Additionally, telehealth can be an important component in ensuring
that those patients receiving treatment for pain management use opioids
effectively and appropriately and don't get started down the wrong path
and the wrong way.
In July 2014, the Journal of the American Medical Association
published a study that followed patients who reported moderate to
intense chronic musculoskeletal pain. Of the 250 patients in the study,
half received the normal standard of care and half received a year of
telephone monitoring in addition to normal care.
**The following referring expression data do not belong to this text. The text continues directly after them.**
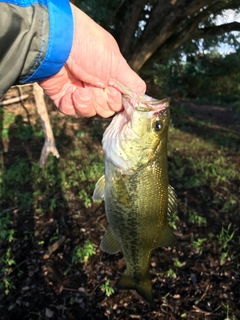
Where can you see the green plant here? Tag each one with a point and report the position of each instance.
(107, 288)
(171, 274)
(198, 244)
(82, 254)
(225, 236)
(6, 263)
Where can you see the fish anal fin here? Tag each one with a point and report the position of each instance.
(143, 287)
(109, 242)
(98, 193)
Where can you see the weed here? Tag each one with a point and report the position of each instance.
(198, 244)
(225, 236)
(107, 288)
(178, 263)
(82, 254)
(171, 274)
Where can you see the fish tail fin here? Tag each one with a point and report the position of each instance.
(143, 287)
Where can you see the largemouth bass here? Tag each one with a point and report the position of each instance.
(135, 187)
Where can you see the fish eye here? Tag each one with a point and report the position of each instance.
(157, 125)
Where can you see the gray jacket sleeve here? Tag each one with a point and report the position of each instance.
(34, 43)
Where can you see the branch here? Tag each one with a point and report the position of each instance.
(49, 143)
(217, 30)
(130, 25)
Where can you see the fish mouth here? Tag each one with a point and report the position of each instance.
(144, 103)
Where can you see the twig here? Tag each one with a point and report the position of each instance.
(4, 277)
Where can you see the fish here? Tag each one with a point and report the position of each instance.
(135, 188)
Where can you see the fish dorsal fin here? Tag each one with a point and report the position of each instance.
(98, 193)
(109, 242)
(172, 200)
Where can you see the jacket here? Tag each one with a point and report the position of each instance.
(35, 40)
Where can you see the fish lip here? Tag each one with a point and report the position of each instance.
(144, 103)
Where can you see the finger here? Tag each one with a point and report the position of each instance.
(84, 102)
(114, 99)
(65, 105)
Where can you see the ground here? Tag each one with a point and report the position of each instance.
(51, 266)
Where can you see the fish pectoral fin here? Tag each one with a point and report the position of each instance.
(172, 200)
(168, 239)
(143, 287)
(109, 242)
(98, 193)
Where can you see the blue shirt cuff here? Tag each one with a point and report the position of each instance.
(59, 41)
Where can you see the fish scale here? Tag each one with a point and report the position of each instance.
(138, 198)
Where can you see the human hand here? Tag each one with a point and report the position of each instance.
(95, 74)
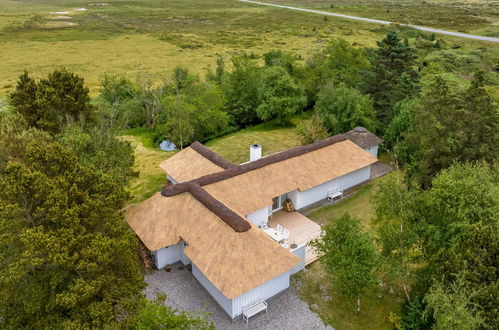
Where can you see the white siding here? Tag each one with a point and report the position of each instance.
(171, 254)
(264, 291)
(319, 192)
(373, 150)
(167, 255)
(300, 252)
(259, 217)
(223, 301)
(172, 180)
(293, 196)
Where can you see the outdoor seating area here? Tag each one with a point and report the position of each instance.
(278, 234)
(300, 228)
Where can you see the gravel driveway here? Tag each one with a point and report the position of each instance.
(183, 291)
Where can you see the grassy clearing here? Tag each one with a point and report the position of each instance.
(468, 16)
(317, 289)
(154, 36)
(147, 159)
(234, 147)
(273, 138)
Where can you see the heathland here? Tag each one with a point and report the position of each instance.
(131, 37)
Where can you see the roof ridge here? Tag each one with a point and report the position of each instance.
(247, 167)
(230, 217)
(211, 155)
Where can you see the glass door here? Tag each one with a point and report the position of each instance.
(278, 202)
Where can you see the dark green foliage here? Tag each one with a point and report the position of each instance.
(195, 111)
(67, 258)
(451, 307)
(481, 137)
(337, 63)
(240, 89)
(413, 318)
(342, 108)
(311, 130)
(392, 77)
(280, 96)
(54, 102)
(455, 224)
(100, 149)
(349, 255)
(155, 315)
(452, 125)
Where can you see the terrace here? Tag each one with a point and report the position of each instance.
(301, 230)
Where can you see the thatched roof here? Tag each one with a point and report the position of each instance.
(362, 137)
(254, 189)
(194, 162)
(234, 262)
(208, 212)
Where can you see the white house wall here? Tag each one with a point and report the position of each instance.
(264, 291)
(222, 300)
(293, 197)
(170, 255)
(167, 255)
(318, 193)
(373, 150)
(259, 217)
(300, 252)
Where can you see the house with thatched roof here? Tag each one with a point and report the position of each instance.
(237, 226)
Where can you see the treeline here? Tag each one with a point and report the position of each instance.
(67, 258)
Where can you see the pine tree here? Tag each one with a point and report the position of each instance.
(392, 77)
(481, 138)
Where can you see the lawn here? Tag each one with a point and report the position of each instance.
(234, 147)
(272, 136)
(339, 311)
(316, 287)
(147, 159)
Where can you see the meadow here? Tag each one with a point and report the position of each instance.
(132, 37)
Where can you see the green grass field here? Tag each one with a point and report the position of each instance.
(130, 37)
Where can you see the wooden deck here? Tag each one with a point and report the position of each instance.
(301, 230)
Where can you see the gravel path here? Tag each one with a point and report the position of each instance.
(183, 291)
(422, 28)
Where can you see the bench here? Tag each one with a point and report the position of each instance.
(254, 308)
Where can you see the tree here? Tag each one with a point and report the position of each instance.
(392, 75)
(438, 139)
(436, 135)
(240, 90)
(150, 95)
(280, 95)
(53, 102)
(395, 226)
(343, 108)
(451, 307)
(480, 140)
(100, 149)
(311, 130)
(63, 238)
(349, 256)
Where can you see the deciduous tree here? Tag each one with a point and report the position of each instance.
(280, 95)
(342, 108)
(349, 255)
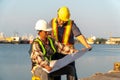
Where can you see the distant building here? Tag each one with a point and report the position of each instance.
(91, 40)
(113, 40)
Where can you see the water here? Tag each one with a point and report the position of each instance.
(15, 63)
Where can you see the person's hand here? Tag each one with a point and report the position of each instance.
(48, 68)
(90, 48)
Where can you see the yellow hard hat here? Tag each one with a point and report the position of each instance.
(64, 13)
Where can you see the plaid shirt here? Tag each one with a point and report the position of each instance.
(38, 58)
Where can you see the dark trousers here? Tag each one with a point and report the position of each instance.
(43, 75)
(65, 70)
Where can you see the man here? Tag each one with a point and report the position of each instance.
(64, 30)
(41, 51)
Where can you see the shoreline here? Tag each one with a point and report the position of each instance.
(110, 75)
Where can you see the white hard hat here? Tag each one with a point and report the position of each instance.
(42, 25)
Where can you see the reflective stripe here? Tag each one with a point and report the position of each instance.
(41, 44)
(66, 33)
(43, 48)
(54, 29)
(52, 45)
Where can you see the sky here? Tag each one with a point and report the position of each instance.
(100, 18)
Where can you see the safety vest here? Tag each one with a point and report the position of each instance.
(66, 33)
(43, 48)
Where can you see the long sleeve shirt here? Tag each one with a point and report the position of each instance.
(37, 56)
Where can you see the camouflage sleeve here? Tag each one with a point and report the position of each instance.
(37, 55)
(64, 49)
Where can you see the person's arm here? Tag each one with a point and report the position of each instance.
(64, 49)
(38, 57)
(83, 41)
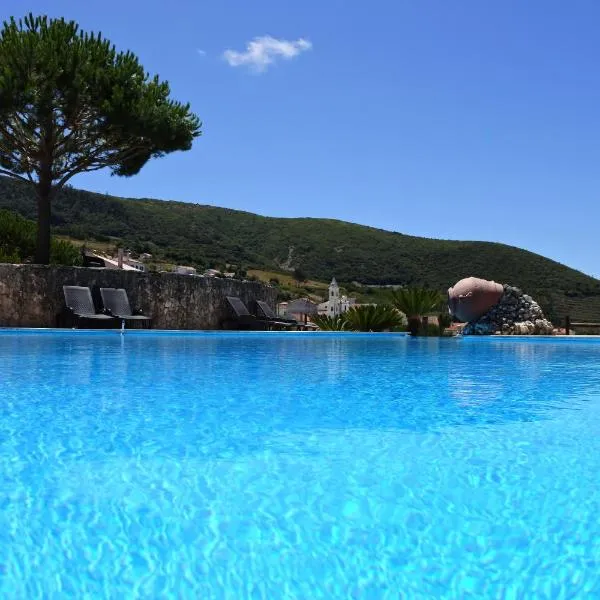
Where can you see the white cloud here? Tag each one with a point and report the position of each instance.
(264, 51)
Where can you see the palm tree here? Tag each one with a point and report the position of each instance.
(371, 317)
(327, 323)
(416, 303)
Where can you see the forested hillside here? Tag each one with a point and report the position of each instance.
(321, 248)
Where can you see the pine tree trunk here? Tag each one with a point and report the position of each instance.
(44, 194)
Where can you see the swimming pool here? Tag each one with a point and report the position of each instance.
(298, 466)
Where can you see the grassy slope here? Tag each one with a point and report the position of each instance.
(206, 235)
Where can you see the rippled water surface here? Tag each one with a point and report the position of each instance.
(298, 466)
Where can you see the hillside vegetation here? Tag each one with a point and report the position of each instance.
(208, 236)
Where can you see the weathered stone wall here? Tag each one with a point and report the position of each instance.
(515, 314)
(32, 295)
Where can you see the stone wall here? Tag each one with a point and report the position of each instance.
(515, 314)
(32, 295)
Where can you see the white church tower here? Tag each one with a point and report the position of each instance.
(333, 306)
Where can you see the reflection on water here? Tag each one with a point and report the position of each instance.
(276, 466)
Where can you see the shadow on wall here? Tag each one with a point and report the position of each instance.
(32, 295)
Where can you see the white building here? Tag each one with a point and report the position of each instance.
(183, 270)
(336, 305)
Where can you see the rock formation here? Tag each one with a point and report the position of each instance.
(514, 313)
(472, 297)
Patients who were monitored via telehealth were twice as likely to
report less pain after 12 months, having someone to talk to or being
able to ask a question about whether they should increase the medicine
because their pain was worse that day. Researchers
[[Page S1356]]
have clearly noted that fewer telehealth patients started taking
escalated doses of opioids than people who were simply taking medicine
on their own. Telehealth holds promise in lots of areas. I believe this
happens to be one of them. As chairman of the Labor, Health and Human
Services Appropriations Subcommittee, I was proud to see us increase
funding at a 284-percent increase. I will say again that we did that by
cutting funding in other areas. One of the things the government has to
start doing is to truly prioritize. If everything is a priority,
nothing is a priority.
Today, with this piece of legislation, the Senate is telling our
friends on the other side of the Capitol and around the country that
this is an epidemic we intend to deal with. I look forward to the
continuation of this debate, the end of this debate, and passing this
bill.
Thank you.
Mr. President, I suggest the absence of a quorum.
The PRESIDING OFFICER. The clerk will call the roll.
The senior assistant legislative clerk proceeded to call the roll.
Mr. NELSON. Mr. President, I ask unanimous consent that the order for
the quorum call be rescinded
The PRESIDING OFFICER. Without objection, it is so ordered.